I find it unfortunate when I hear transgender sisters of mine feel so down about passing, as if their entire self worth, womanhood, and right to be here on this planet is based on their ability to pass. It’s okay to have some masculine features to our physical appearance. If I accept myself as I am, it automatically contributes to making the definition of a woman bigger, to encompass transgender people. It’s what the definition of a woman is that has to change, not me that has to change my face and breasts and genitals. My truth is my womanhood, not how well I pass. Getting read has nothing to do with my womanhood.
Suppose a transgender woman passes phenomenally well. Everyone she knows, including the person she is dating, thinks she’s cisgendered. Hasn’t she put herself in a closet, just on the opposite extreme? The very closet she sought to escape from, has now captured her on the other end of spectrum. She passes so well now to the general public, that her lack of transparency will still plague her. True freedom is to be able to express yourself completely without fear or judgment, and such an example is indicative of how societal views of what a woman ought to be still dictates the bottom line of her decision making. Sometimes I wish transgender people who pass very well could safely take the initiative to tell people all the time that they are TRANSGENDER, and not hide who they are, as it would stretch the boundaries of people’s mindsets and shatter incorrect convictions.
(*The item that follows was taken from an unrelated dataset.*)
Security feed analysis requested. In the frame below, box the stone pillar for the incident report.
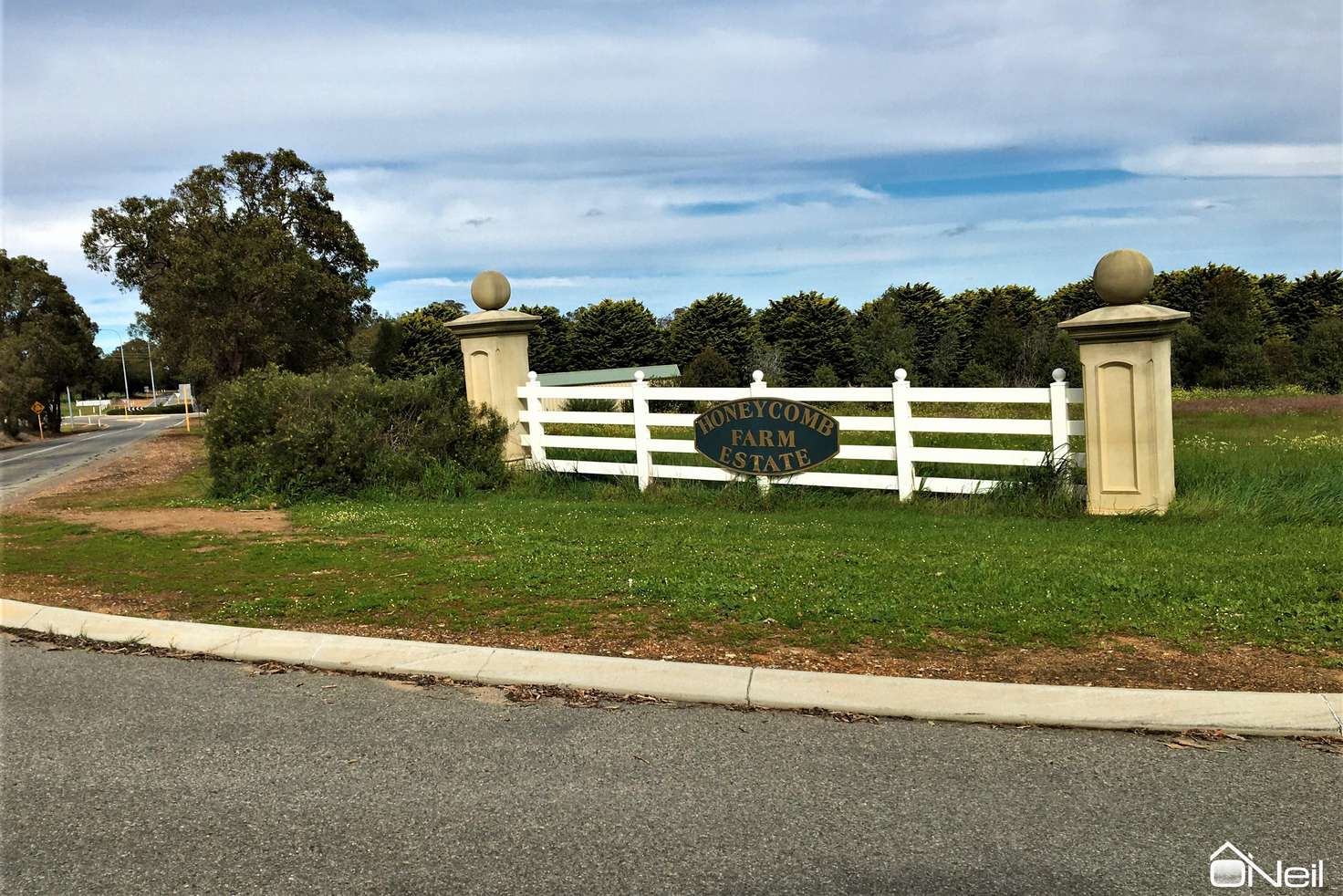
[447,270,541,461]
[1058,248,1189,515]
Being transgender isn’t some disease or thing we should hide. Not only am I stronger for having dealt with it, I have insight that other women and men don’t have. It makes me a better woman when I embrace it. When I look at transgender women that I can tell are transgender, they are beautiful, and what “gives them away” doesn’t take away from their femininity whatsoever.
The key is to address the causes of the wounds, not the patchwork of passing. We have already achieved major milestones in California law, where sexual reassignment surgery is no longer necessary for transgender people to be legally recognized as female. If a transgender woman can be legally recognized as female while still having a penis, then why can’t they be called feminine pronouns and be recognized as female physically through visual cues by people in the general public, despite having certain masculine facial or bone structure features?
Only when the definition of what a woman ought to be is updated to present day knowledge, will we begin to minimize the unnecessary pain and suffering of those in our community, to stop the violence and hate crimes, to regain our dignity that has been skewed by stereotypes, and to diminish the exclusion from family, friends, and community.
I say the truth is way cooler than what people are afraid of discovering.
So how do I suggest to go about it?
Go out of our comfort zones and continue fighting and informing the public in all areas. When prior convictions and facts collide, one must yield. The comfortable choice may not be the correct one. I for one believe we will be comfortable when we die; that’s why it’s called rest in peace. So I intend on continuing my activism.
But I can’t make a decision for each of you, your careers, and your level of involvement. Each situation will be unique and unforgettable in their own way. They will each carry their merits and serve as educational experiences towards your growth as therapists and individuals. Your activity and level of involvement will depend on your personal boundaries, all of which are valid. But just know that when the opportunities present themselves, you are in the forefront for seizing chances to plant seeds of change, and in a position to truly empower those that follow.